"By Guy, Mayster Harold, but you are growed, looking well and all," says Tom; and then, turning to the Master: "Eh, Sir John, ay's gettin' a rare-topped 'un."

"By Jove, Tom, there's no need to ask how you are, you're looking as fit as a fiddle. Is that young gray horse fit for me to ride? The one you had at the kennels, I mean," ejaculates Harold: and, receiving an answer in the affirmative, walks off with Sir John to where an obsequious porter is hoisting his traps into a dog-cart which is standing outside.

"Here, John," he says to his brother, as he jumps up, "I'm going to drive."

"Not if I know it," replies the Master. "I have not forgotten that last exploit of yours, when you upset me over a heap of stones."

But of course the boy has his way, and with a "Good-night, Tom," and a wave of the hand, they rattle round the corner, shaving the gate-post so close as to cause the Master to clench his teeth and hold on like grim death.

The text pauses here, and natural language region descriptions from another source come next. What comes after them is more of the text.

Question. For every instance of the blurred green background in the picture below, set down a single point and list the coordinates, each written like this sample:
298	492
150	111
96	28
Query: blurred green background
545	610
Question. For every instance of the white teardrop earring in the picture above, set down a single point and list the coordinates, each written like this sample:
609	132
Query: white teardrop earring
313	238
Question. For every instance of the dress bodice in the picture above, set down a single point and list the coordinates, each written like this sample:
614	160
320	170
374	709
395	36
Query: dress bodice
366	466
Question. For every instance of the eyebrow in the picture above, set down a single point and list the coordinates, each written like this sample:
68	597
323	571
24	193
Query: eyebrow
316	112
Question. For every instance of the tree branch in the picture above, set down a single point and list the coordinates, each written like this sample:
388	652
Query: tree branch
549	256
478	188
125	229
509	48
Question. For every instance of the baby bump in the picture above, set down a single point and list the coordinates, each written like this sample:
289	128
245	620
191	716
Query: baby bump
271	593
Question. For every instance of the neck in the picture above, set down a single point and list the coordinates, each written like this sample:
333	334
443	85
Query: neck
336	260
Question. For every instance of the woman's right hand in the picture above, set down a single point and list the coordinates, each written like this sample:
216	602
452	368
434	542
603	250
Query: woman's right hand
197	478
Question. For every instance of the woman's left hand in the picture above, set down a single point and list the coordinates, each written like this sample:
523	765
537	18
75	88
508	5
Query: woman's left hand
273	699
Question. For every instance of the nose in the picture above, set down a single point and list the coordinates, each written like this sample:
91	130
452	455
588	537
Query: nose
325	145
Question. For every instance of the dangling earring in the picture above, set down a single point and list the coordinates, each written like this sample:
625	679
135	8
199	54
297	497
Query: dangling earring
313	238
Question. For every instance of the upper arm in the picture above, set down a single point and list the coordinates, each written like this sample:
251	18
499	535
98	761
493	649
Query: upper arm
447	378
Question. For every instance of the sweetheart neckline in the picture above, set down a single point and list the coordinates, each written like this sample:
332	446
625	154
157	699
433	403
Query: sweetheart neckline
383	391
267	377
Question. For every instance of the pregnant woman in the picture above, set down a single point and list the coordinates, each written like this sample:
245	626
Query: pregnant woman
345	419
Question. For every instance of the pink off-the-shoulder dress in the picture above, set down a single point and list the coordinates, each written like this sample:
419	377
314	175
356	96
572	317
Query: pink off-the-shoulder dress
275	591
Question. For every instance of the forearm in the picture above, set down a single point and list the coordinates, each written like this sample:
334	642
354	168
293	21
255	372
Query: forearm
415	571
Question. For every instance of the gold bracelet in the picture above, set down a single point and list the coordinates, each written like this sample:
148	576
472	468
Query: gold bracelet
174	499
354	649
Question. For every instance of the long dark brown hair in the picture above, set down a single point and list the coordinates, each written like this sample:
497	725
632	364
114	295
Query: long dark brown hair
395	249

"Well," mutters Tom, when they, are out of sight, "there'll be some riding to-morrow, I know, and some tumbling too. I 'opes we gets away quick, for though I loves to see the lads go, they do myther (bother) me terrible at the first;" and he turns up the road towards the kennels, exchanging Good-nights and bright hopes for the morrow with the young occupants of the various traps as they pass him on their way to their respective homes.

By ten o'clock the next morning the road to The Grange is lively with the usual symptoms of a meet. Grooms with led-horses are riding alongside the tax-cart of the butcher or baker. Men and boys on foot keep up that peculiar kind of shuffle, half run, half walk, which is seen nowhere save in the country. The keeper and the poacher jostle one another and combine to chaff the merry vendor of crockery and hardware who, perched on the top of his wares and drawn by his trotting "moke," has chosen the centre of the road, somewhat to the inconvenience of those in his rear.

He is well able to hold his own, and gives as much as he gets. Indeed, in the matter of chaff, it takes the allied forces all their time to keep on even terms until they overtake the local policeman, when the channel of wit and repartee is diverted against "poor Robert," who of course being ignominiously defeated at once, takes refuge under official dignity, and thinks of the time when his turn will come.

The keepers have held aloof from the latter entertainment, for it would not be right to make a butt of the Law, they think; and so, joining him, all proceed towards The Grange as merry as crickets. Presently there is a shout from behind, and turning round they see old Tom and the pack, with many a bit of pink in his wake, and, what is more (in their own eyes, at all events), many an emancipated schoolboy.

"Lend us one of them dorgs to run under my carriage," says the itinerant hardware merchant as they pass him.